# Re-Roofing: Okay to Re-Use Peel n Stick?



## GrillMouster (Dec 5, 2009)

Two days ago our roofers installed our new 30 year GAF dimensional shingle roof. Color seemed off to us, and today we verified that they did, in fact, order and install the wrong color shingles. They say that they will fix on Monday.

They installed an peel and stick underlayment that is supposed to seal around the nails. When they replace the roof, should they also replace the peel and stick, too? If so, is it even possible to unpeel it from the decking or will they most likely have to replace that, too? Or, could/should they apply another peel and stick layer on top of the current one?


----------



## MJW (Feb 7, 2006)

See what the building inspector wants. Everywhere is different.

It will be interesting to see the responses to this one.


----------



## brokenknee (Dec 13, 2008)

The peel and stick is a snow and ice barrier. It seals on the nails, once the nails are pulled the barrier is compromised and could leak if you get water under the shingles. 

I doubt the contractor will lay down a new layer unless he is forced to by the inspector. I would talk to the inspector prior to him coming out to do the work. They would most likely lay a new layer on top of the old since that stuff is very difficult to remove.

In MN the snow and ice has to extend 3 feet into the heated area of the home.


----------



## MJW (Feb 7, 2006)

It's 2 feet into the heated area.


----------



## brokenknee (Dec 13, 2008)

MJW said:


> It's 2 feet into the heated area.


 
My mistake. :whistling2:


----------



## BamBamm5144 (Oct 6, 2009)

More likely than not, since it is cold out and the roof was just installed, I would bet the shingles will come off of the Ice and Water shield rather easily. With dimensional shingles, putting a new layer of I+W over the old will be fine and unnoticeable. The correct way to do it would be to replace all plywood the Ice and Water is stuck too but that will add a lot of time for something that I dont think is neccessary.

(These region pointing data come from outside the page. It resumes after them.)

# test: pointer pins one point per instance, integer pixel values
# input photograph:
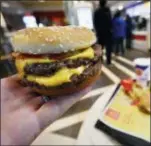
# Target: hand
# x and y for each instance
(24, 115)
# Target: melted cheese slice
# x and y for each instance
(21, 63)
(60, 77)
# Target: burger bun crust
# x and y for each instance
(53, 40)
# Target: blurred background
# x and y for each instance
(16, 15)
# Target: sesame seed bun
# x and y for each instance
(52, 39)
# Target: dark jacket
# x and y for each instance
(102, 22)
(119, 27)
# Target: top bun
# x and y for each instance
(52, 39)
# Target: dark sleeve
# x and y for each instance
(110, 19)
(95, 20)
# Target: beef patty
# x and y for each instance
(47, 69)
(75, 79)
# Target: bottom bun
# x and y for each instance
(70, 90)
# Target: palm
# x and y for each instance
(24, 115)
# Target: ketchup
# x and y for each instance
(127, 84)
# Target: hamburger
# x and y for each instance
(56, 61)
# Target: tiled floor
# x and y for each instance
(65, 130)
(107, 78)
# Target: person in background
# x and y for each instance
(119, 32)
(103, 26)
(129, 28)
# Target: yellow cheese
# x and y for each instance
(60, 77)
(21, 63)
(88, 53)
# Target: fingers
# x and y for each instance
(56, 107)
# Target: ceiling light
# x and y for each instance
(120, 7)
(6, 5)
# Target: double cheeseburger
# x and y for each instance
(56, 60)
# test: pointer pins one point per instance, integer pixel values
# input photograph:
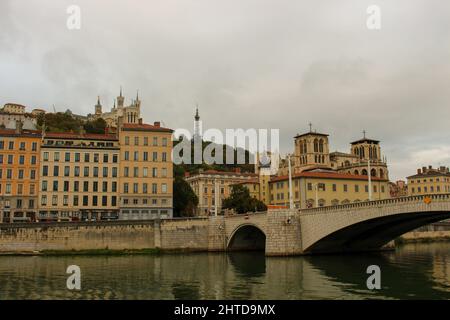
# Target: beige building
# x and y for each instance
(146, 171)
(429, 181)
(325, 188)
(79, 177)
(212, 187)
(19, 174)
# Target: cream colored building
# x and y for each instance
(146, 171)
(429, 181)
(79, 176)
(325, 188)
(212, 187)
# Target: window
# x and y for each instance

MJW, I am sure there is no building inspector involved. We also don't know if thats an option for one to be involved because we have no idea if the homeowner hired a licensed and insured company.

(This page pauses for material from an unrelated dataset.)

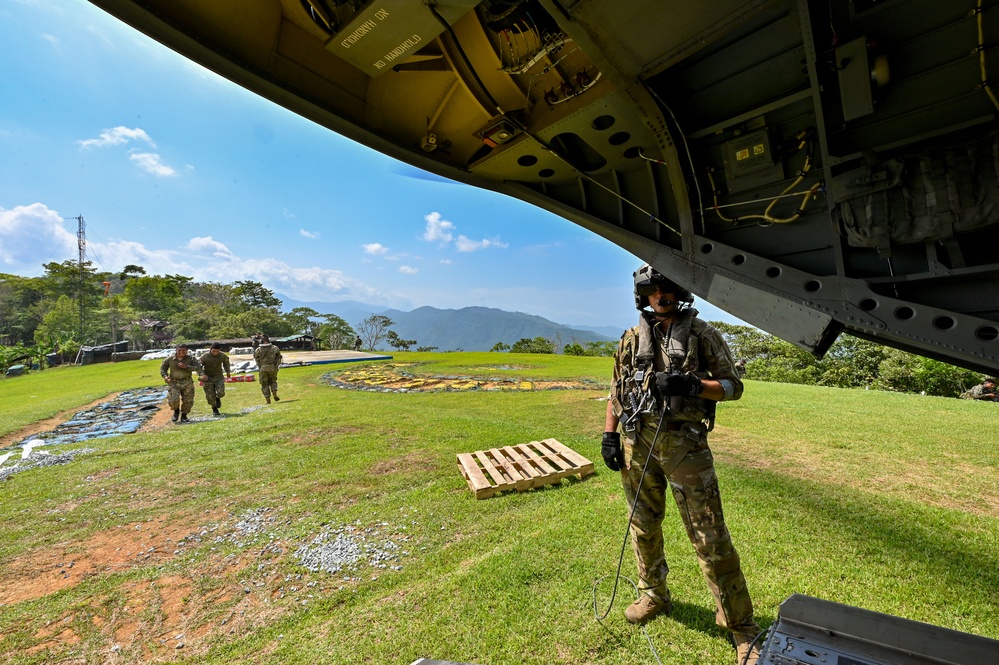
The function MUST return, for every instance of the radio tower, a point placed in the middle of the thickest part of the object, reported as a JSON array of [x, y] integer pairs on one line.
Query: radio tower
[[81, 243]]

Where are you located? It needs to be two feet inside the warm wall of the house here in WI too.


----------



## nap (Dec 4, 2007)

so, it sounds like the ice and water shield needs to be replaced as well. Best method would be to remove it and install new but if you can't get that, it should be ok.



> bammbamm posts:
> 
> The correct way to do it would be to replace all plywood the Ice and Water is stuck too


I gotta ask; why would one even need consider replacing the plywood? Unless the stuff stuck so well it ripped the wood apart when you peeled it (which I doubt would be the case but I'm not a roofer so I will accept correction without arguing), I see no need to replace any wood simply because you are replacing the I&W shield.


----------



## BamBamm5144 (Oct 6, 2009)

With a quality Ice and Water shield that has been on the roof for awhile with some heat on it, you would not be able to tear it off without delaminating some of the plywood. Buy a piece of plywood and put some Grace Ice and Water shield on it and leave it sitting out for the summer. Then attempt to try to tear off the Ice and Water and use that piece of plywood for something. Then it will make sense. It is designed to stick and not come off.


----------



## MJW (Feb 7, 2006)

BamBamm5144 said:


> MJW, I am sure there is no building inspector involved. We also don't know if thats an option for one to be involved because we have no idea if the homeowner hired a licensed and insured company.



Very true these days.......


I doubt the I&W will come off being shingles have been laid on it. I've only seen it come off when it is really warm out, but it delaminates the sheathing very bad like bambamm said.


----------